Here's a classic Wall Street story: a company reports earnings that are better than what analysts predicted, and its stock goes down. Welcome to the world of Abercrombie & Fitch Co. (ANF), which just lived that exact scenario.
The retailer posted fourth-quarter adjusted earnings per share of $3.68, topping the consensus estimate of $3.57. Sales of $1.669 billion hit the mark exactly. Yet, shares dropped. Why? Because the details in the report—specifically, shrinking profit margins and a cautious forecast—spooked investors more than the headline beat cheered them.
CEO Fran Horowitz put a positive spin on the quarter, calling it a "record" and noting it was the company's "thirteenth consecutive quarter of growth." The numbers back that up: sales grew 5% year-over-year, with gains of 5% in the Americas, 8% in Europe, the Middle East, and Africa (EMEA), and 9% in the Asia-Pacific (APAC) region.

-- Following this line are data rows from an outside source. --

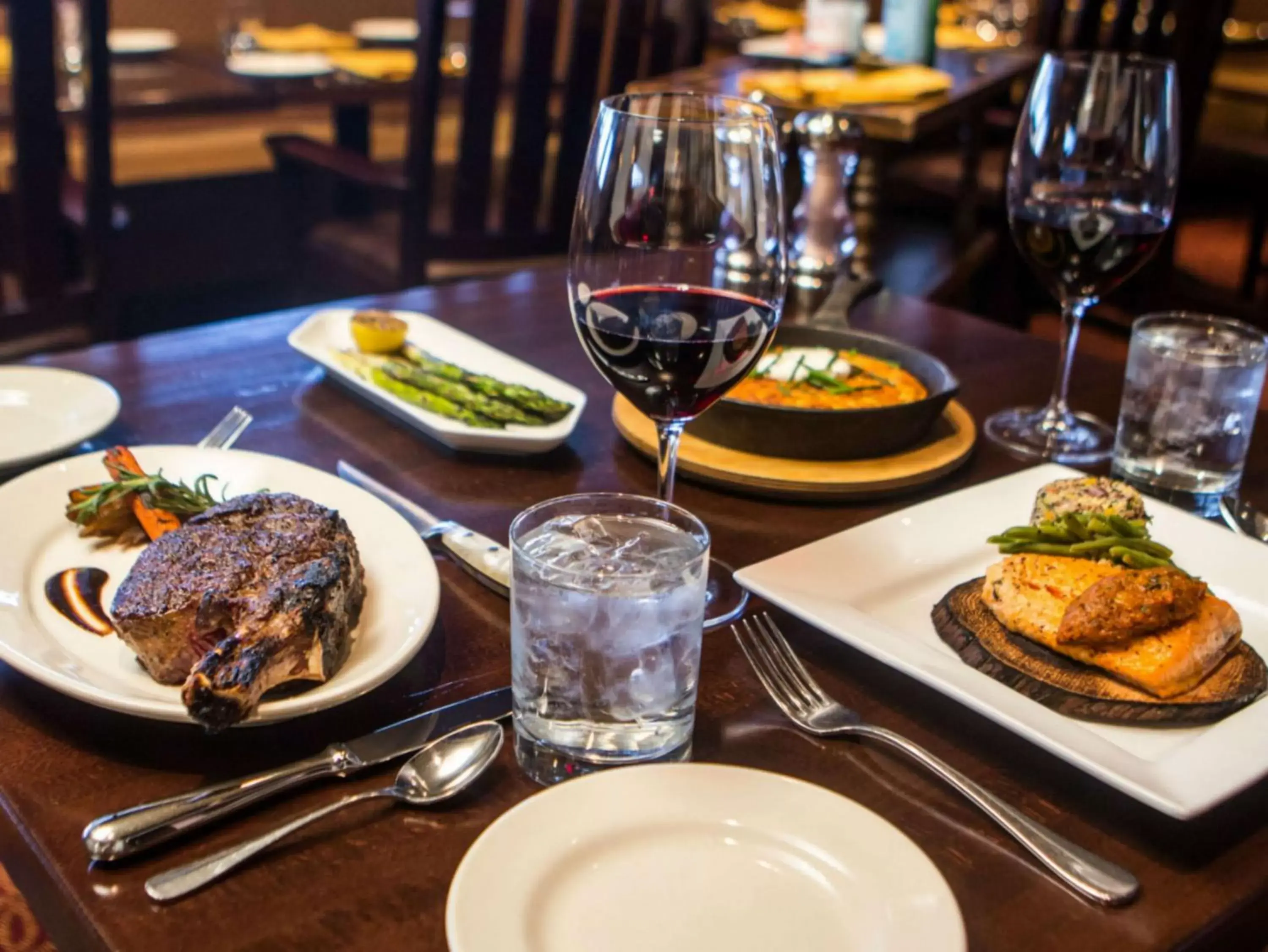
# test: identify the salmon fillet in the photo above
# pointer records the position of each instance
(1130, 605)
(1030, 595)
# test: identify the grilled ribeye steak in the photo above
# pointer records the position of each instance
(260, 590)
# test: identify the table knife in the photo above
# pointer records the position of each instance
(131, 832)
(489, 562)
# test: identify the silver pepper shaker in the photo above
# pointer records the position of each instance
(822, 235)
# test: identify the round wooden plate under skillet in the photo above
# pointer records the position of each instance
(944, 451)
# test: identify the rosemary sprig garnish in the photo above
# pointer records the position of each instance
(161, 493)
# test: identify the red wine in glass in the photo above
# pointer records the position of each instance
(672, 350)
(1083, 249)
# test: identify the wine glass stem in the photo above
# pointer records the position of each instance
(1058, 410)
(667, 435)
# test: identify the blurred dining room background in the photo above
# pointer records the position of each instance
(194, 194)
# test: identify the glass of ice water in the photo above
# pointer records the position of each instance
(608, 602)
(1189, 408)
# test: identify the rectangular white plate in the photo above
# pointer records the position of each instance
(328, 331)
(874, 587)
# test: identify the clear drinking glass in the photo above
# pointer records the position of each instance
(608, 600)
(1189, 408)
(1091, 191)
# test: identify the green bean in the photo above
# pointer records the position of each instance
(1125, 528)
(1077, 528)
(1054, 533)
(1138, 559)
(1099, 544)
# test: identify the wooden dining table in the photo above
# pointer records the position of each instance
(377, 878)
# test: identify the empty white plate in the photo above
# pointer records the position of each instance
(387, 30)
(402, 588)
(45, 411)
(693, 857)
(263, 63)
(141, 42)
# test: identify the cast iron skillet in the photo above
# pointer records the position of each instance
(794, 433)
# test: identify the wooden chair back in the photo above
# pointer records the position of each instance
(61, 229)
(523, 206)
(1190, 32)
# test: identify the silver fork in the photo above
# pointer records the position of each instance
(226, 433)
(798, 695)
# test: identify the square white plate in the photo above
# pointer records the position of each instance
(875, 586)
(328, 331)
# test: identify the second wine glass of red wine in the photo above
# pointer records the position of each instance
(1091, 191)
(678, 263)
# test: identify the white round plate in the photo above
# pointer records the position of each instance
(263, 63)
(45, 411)
(140, 42)
(387, 30)
(401, 581)
(690, 857)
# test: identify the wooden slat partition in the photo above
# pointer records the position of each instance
(480, 109)
(586, 51)
(523, 191)
(424, 111)
(1087, 26)
(40, 153)
(628, 44)
(1120, 31)
(99, 168)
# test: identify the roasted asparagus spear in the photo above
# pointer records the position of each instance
(524, 397)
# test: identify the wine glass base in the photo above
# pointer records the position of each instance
(726, 599)
(1026, 433)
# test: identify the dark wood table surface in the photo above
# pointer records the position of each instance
(979, 78)
(377, 878)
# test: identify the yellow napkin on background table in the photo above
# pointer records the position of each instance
(959, 37)
(839, 88)
(387, 65)
(766, 17)
(305, 38)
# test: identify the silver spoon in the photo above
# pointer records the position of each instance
(437, 772)
(1244, 519)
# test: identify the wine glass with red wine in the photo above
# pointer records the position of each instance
(1091, 192)
(678, 265)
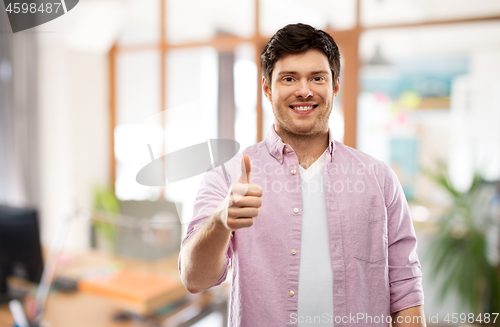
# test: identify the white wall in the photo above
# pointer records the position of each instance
(74, 117)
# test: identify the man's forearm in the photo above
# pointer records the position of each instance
(203, 255)
(411, 317)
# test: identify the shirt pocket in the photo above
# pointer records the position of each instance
(369, 232)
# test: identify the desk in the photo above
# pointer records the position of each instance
(78, 309)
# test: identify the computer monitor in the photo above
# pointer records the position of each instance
(20, 249)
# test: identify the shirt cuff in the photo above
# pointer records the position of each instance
(406, 294)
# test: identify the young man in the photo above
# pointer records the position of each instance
(317, 233)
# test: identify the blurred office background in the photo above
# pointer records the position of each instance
(83, 95)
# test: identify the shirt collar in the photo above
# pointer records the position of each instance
(277, 148)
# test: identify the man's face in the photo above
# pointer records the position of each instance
(301, 93)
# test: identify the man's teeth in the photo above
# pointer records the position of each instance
(304, 108)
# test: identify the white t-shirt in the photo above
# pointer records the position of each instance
(315, 298)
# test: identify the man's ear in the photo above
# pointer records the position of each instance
(336, 88)
(266, 88)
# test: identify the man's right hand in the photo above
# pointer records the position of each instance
(243, 202)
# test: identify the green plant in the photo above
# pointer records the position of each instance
(459, 253)
(106, 201)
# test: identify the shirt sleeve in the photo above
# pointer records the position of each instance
(213, 190)
(405, 275)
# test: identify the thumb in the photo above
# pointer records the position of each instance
(246, 168)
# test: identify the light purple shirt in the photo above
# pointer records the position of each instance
(373, 247)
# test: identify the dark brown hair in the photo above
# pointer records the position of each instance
(297, 39)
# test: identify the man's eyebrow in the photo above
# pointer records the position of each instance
(289, 72)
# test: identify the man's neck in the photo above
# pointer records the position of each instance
(308, 148)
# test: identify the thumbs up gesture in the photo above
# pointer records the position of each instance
(243, 201)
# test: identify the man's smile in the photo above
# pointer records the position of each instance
(303, 108)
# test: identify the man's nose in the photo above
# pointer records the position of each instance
(303, 90)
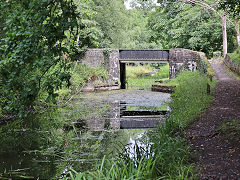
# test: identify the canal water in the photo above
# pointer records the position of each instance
(79, 134)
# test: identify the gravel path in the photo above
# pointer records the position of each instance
(215, 156)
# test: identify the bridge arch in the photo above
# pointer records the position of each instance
(115, 62)
(140, 56)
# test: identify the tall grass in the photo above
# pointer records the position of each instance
(166, 154)
(235, 56)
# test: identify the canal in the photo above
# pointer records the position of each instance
(48, 143)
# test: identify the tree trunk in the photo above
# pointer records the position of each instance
(224, 34)
(237, 31)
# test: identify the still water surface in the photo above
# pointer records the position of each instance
(76, 136)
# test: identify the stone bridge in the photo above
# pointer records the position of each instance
(114, 61)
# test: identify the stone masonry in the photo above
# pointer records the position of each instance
(178, 59)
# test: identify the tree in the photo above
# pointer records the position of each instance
(209, 7)
(35, 34)
(233, 8)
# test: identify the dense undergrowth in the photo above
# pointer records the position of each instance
(235, 56)
(166, 154)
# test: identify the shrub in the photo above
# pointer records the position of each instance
(166, 155)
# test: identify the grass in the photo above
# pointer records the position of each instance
(235, 56)
(232, 74)
(80, 75)
(166, 155)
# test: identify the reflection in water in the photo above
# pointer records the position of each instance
(45, 144)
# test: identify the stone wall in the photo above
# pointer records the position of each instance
(231, 64)
(183, 59)
(178, 59)
(110, 61)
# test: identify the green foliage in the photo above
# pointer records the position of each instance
(36, 34)
(83, 73)
(235, 56)
(166, 155)
(183, 25)
(206, 67)
(232, 6)
(190, 99)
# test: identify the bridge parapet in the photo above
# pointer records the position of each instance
(180, 59)
(115, 61)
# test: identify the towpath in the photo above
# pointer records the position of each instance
(216, 156)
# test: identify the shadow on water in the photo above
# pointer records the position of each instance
(45, 144)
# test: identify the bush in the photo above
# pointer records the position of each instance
(166, 155)
(235, 56)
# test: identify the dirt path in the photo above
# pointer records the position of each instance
(215, 156)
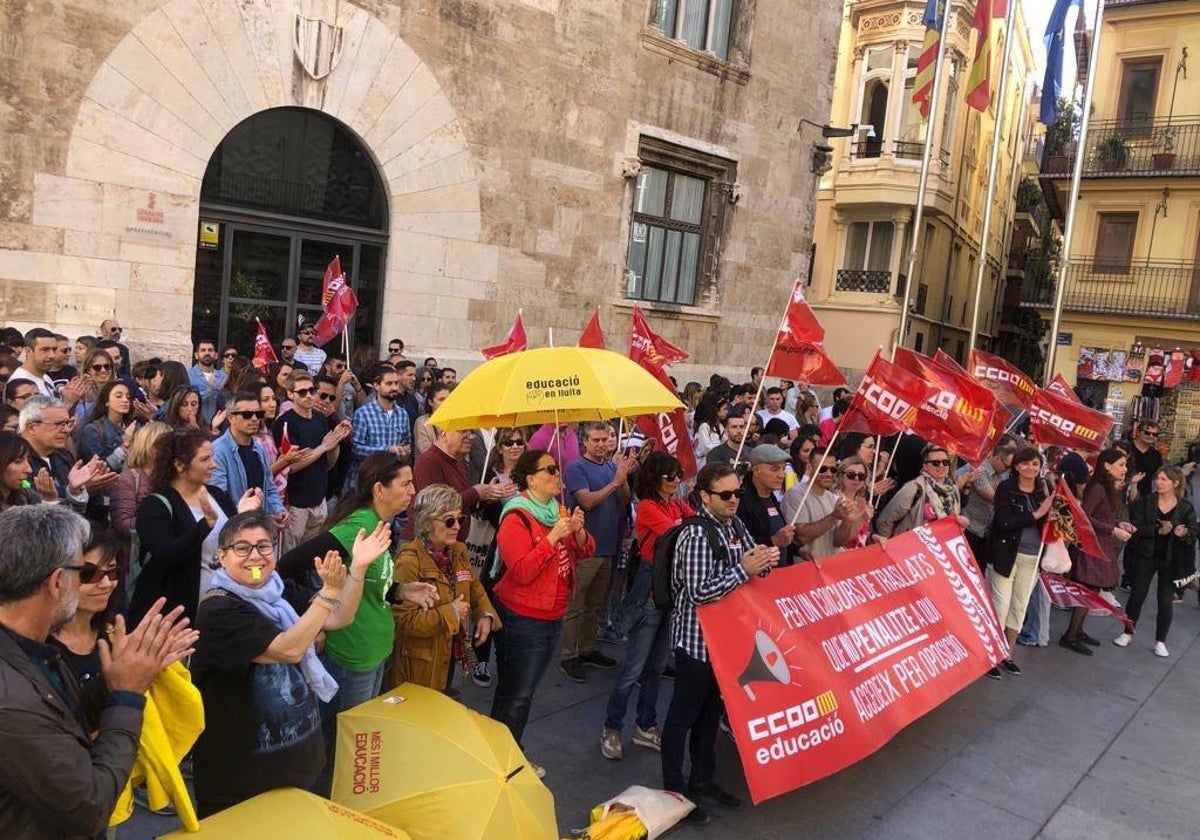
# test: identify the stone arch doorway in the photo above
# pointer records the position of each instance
(285, 192)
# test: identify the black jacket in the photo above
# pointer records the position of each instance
(1011, 516)
(171, 552)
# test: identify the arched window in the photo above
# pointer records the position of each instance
(287, 190)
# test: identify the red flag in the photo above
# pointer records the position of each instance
(999, 376)
(654, 353)
(1062, 388)
(959, 415)
(514, 343)
(1057, 420)
(798, 352)
(339, 301)
(264, 354)
(1067, 594)
(593, 336)
(887, 400)
(1069, 523)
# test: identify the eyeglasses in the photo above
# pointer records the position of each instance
(89, 573)
(241, 549)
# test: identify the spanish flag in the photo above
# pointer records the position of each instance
(927, 65)
(979, 78)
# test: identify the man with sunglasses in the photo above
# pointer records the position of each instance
(69, 749)
(309, 477)
(705, 573)
(826, 521)
(307, 353)
(240, 461)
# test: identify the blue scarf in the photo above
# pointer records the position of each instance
(269, 600)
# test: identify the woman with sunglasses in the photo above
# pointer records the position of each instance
(17, 485)
(424, 435)
(659, 510)
(431, 642)
(510, 445)
(78, 641)
(928, 497)
(538, 547)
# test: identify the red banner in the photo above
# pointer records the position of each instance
(339, 300)
(886, 401)
(1069, 523)
(999, 376)
(959, 414)
(670, 429)
(1057, 420)
(1066, 594)
(593, 336)
(798, 352)
(515, 342)
(264, 354)
(820, 666)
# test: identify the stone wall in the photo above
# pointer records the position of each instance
(501, 126)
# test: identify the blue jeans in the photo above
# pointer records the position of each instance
(525, 648)
(354, 688)
(646, 654)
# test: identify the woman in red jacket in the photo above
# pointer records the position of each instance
(538, 545)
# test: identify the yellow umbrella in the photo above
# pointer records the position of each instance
(292, 813)
(417, 760)
(552, 384)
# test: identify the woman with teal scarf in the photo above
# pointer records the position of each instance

But the profit picture was less rosy. Operating income fell to $236 million from $256 million a year ago. The operating margin squeezed down to 14.1% of sales from 16.2%. And here's a key detail: the company said about 360 basis points of that margin pressure came from tariffs. That's a significant chunk of change being siphoned off by trade policy.
Looking forward, the guidance is where the real caution lies. For the current first quarter, Abercrombie expects GAAP EPS between $1.20 and $1.30. Wall Street was looking for $1.39. For the full fiscal year 2026, the company forecasts GAAP EPS in a range of $10.20 to $11.00, which brackets the analyst consensus of $10.22. Sales guidance for the year, between $5.424 billion and $5.529 billion, also straddles the Street's expectation of $5.487 billion.
Then there's the tariff warning. The company said that if the 15% global tariffs that kicked in on February 24 remain in place all year, they could add about $40 million in costs in fiscal 2026. That's not a small number, and it's a direct hit to the bottom line that investors now have to factor in.
So, you have a company that's still growing sales but facing real pressure on how much of that revenue turns into profit. The market's reaction—shares were down about 4.7%—suggests investors are more worried about the margin squeeze and the $40 million tariff cloud on the horizon than they are impressed by the sales growth streak. It's a reminder that in earnings season, it's often the outlook, not the past quarter's scorecard, that moves the needle.